In SQL Server 2008 R2, I have a nonclustered covering index on multiple tables with 100M+ rows. The table has a few thousand "insertion points" where all new inserts happen. This means that regardless of fill factor, I'll quickly end up with page splits and fragmentation at every insertion point, and no fragmentation or splits anywhere else in the table. Unfortunately, queries always include new rows and hence fragmented areas of the index.

  • what happens when there's a page split but inserts continue sequentially after the split? Is there a way to tell SQL Server to do the split with lots of extra room for subsequent inserts, without wasting space on existing pages with a large fill factor that for most pages will never be filled?
  • what are good index maintenance strategies to use for indexes like this?
  • is there a good automated way to identify tables like this where fragmentation is severe but not uniform? These tables don't show up as more than 5% fragmented overall.
  • are there index schema changes I should be considering?

Here's more info about the problem. The indexes all look like this pattern (simplifying for clarity below) :

CREATE TABLE Foo (
    id int identity(1,1) PRIMARY KEY CLUSTERED, 
    foreign_key int, 
    log_time datetime, 
    ...)     
CREATE NONCLUSTERED INDEX on Foo (foreign_key, log_time) INCLUDE (...)

Queries on this table are always in this form:

WHERE log_time > getdate()-70 AND foreign_key IN (select ...)

Other facts:

  • there are about 5,000 foreign_key values, each with 10,000's of rows for each.
  • average row size is 55 bytes, meaning around 150 rows per page
  • the IN filter usually includes 10%-50% of foreign_key values rows and the date filter includes 20%-40% of the rows. The average is about 15% of total rows selected.
  • the index is a covering index for the queries, so no clustered index access is needed.

Best Answer

The answer by ThomasStringer is very good and the usage of partitioning here would likely help overall performance and decrease your maintenance cost - however, it won't do anything for your page split scenario.

Can you verify that your FK's are trusted? This won't decrease or impact your page splits but it will help your query execution time.

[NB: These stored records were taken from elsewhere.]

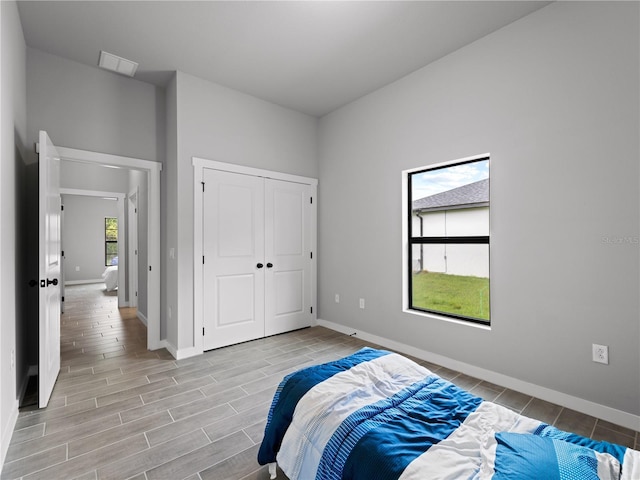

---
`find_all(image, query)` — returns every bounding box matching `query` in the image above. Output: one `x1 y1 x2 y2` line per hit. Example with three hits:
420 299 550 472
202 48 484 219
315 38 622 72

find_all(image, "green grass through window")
412 272 489 323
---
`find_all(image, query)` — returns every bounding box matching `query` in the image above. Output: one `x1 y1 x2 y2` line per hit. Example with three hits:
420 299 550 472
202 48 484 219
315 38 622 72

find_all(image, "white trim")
136 310 149 327
60 188 128 308
317 319 640 431
64 278 104 285
127 186 138 308
57 147 164 350
0 399 20 472
191 157 318 358
191 157 318 186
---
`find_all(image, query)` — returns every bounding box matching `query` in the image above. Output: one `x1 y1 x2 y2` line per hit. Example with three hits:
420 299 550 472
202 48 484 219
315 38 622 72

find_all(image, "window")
403 155 491 325
104 217 118 267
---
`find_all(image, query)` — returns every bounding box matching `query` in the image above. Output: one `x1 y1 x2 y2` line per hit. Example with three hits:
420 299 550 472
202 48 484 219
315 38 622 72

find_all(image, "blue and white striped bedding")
258 348 640 480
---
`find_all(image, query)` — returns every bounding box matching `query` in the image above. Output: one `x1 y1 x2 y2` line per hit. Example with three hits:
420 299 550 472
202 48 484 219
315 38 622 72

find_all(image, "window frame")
104 217 120 267
402 153 491 328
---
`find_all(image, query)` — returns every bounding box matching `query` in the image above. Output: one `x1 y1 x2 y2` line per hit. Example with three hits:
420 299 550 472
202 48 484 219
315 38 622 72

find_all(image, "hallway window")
104 217 118 267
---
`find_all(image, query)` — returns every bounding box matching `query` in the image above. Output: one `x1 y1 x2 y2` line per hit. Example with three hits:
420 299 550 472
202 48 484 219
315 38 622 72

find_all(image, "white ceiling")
18 0 550 116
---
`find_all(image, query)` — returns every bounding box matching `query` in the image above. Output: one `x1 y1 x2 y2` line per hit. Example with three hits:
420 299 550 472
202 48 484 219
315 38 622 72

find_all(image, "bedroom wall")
27 48 165 166
62 195 118 283
319 2 640 418
0 1 28 469
166 72 318 349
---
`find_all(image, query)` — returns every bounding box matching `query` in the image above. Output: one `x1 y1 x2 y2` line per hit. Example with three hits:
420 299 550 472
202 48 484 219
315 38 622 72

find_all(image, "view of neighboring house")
411 178 489 277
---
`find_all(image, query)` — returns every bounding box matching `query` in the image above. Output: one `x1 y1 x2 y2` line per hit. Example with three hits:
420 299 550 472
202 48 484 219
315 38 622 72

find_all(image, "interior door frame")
191 157 318 354
60 189 129 308
57 147 166 350
127 187 139 307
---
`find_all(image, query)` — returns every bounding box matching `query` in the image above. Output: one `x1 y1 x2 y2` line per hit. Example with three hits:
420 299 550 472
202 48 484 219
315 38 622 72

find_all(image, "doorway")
58 147 164 350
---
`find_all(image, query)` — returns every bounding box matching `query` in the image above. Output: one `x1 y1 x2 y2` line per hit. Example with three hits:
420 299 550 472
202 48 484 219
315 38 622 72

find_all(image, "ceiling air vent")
98 50 138 77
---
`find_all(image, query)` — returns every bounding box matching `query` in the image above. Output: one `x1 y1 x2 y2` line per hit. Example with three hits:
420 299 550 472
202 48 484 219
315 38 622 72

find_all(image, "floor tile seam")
198 442 264 480
592 418 638 442
2 443 69 478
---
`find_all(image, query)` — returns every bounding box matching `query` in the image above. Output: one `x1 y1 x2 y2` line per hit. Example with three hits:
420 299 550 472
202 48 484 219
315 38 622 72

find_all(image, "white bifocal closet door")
202 168 266 350
265 179 312 335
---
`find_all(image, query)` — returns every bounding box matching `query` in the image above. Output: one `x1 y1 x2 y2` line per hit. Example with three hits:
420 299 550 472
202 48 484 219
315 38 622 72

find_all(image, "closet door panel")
202 168 265 350
265 179 312 335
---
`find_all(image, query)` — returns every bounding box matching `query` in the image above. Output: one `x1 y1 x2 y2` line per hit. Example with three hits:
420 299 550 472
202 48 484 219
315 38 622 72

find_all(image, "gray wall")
0 2 29 465
62 195 120 282
26 48 166 340
60 160 129 195
164 72 318 348
319 2 640 415
27 48 165 161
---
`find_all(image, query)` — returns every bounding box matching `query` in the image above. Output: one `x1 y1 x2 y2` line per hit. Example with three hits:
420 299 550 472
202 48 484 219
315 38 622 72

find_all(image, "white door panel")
265 179 312 335
202 169 265 350
38 131 62 408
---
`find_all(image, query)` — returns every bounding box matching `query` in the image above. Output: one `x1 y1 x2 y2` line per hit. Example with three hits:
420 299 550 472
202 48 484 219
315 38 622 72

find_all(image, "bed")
258 348 640 480
102 265 118 292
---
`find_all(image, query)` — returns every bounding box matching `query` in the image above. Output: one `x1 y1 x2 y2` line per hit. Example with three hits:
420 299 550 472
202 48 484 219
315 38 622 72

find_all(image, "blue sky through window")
411 159 489 200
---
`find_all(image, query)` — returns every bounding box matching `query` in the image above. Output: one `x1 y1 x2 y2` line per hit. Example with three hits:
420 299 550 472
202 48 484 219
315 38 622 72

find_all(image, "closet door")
202 168 266 350
265 179 312 335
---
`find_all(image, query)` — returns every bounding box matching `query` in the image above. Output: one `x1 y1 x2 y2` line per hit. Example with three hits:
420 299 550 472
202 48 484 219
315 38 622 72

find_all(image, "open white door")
38 130 62 408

select 'ALTER TABLE ' + s.name + '.' + OBJECT_NAME(o.object_id) + ' WITH CHECK CHECK     CONSTRAINT ' + i.name + '
GO'
FROM sys.foreign_keys i  INNER JOIN sys.objects o ON i.parent_object_id = o.object_id     INNER JOIN sys.schemas s ON o.schema_id = s.schema_id WHERE     i.is_not_trusted = 1 AND i.is_not_for_replication = 0
-- Foreign Key Check... Will build the statement below to CHECK (validate) the FK for     those FK's that are untrusted.
UNION
select 'ALTER TABLE ' +  s.name + '.' + OBJECT_NAME(o.object_id) + ' WITH CHECK CHECK     CONSTRAINT ' + i.name + '
GO'
from sys.check_constraints i join sys.objects o on i.parent_object_id = o.object_id     join sys.schemas s on o.schema_id = s.schema_id where i.is_not_trusted =     1 and i.is_not_for_replication = 0

-- Check Constraint Check... Will build the statement below to CHECK (validate) the       check constraints for those check constraints that are untrusted.

-- !!!! -- The output (in TEXT) will look similar to what you see below.  once you     have the output, put it into the query window and execute it.

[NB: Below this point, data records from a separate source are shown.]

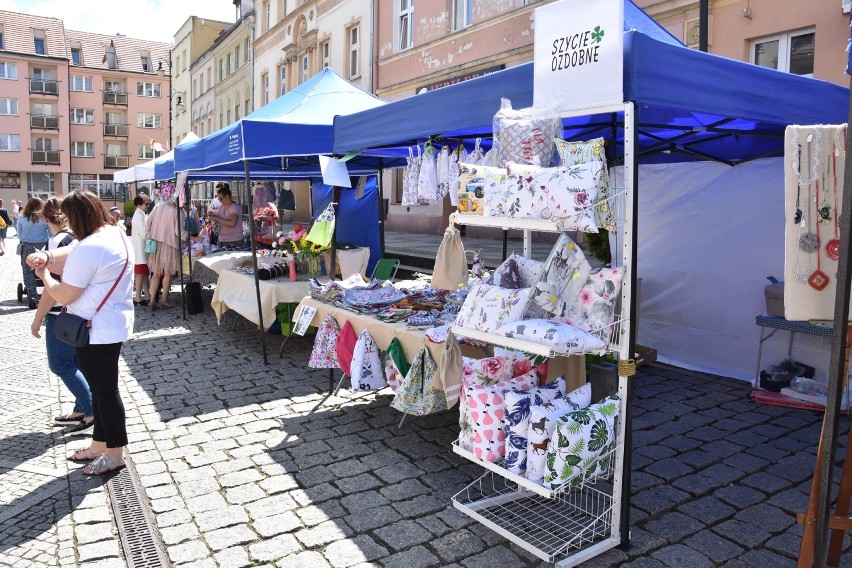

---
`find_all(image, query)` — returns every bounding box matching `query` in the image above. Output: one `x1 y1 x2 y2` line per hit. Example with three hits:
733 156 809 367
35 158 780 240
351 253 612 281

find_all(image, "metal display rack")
450 103 637 567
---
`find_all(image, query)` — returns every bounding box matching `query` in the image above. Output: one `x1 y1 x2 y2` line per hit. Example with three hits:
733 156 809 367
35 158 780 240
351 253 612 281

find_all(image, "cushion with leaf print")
497 319 607 355
526 383 592 483
456 283 530 332
559 267 624 331
506 161 606 233
503 377 565 475
529 233 592 317
555 138 616 231
544 395 619 490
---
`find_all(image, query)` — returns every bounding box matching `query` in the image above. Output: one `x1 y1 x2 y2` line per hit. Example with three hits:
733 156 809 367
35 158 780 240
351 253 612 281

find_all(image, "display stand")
450 103 635 566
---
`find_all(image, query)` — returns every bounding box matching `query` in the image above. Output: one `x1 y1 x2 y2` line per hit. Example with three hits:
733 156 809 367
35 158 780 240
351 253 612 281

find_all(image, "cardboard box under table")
293 296 586 388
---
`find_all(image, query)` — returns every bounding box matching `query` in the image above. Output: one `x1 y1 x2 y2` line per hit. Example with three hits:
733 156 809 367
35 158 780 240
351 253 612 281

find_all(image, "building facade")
0 11 170 201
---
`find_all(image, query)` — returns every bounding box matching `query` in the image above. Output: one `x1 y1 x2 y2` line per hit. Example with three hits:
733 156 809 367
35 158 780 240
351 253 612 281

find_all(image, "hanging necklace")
808 176 829 291
825 146 841 260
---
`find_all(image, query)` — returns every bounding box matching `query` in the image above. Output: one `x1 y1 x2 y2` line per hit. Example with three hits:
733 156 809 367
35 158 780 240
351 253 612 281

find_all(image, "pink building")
0 11 171 205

Another idea you already hit on, using fill factor - if you use a low fill factor and combine that with either row or page level compression, your data density, per page will increase. Again, this won't help your page split problem, BUT it can decrease the quantity of page splits (due to having a higher data density per page).

Lastly, if you can, look at changing your index and lead with the log_time column instead of the foreign key column. This change, depending on how the log_time data comes in (hopefully it's more "in order" than the FK column). This could decrease your page splits significantly. If you pair this with both compression (ROW) and a good partition scheme, you might see some significant improvements.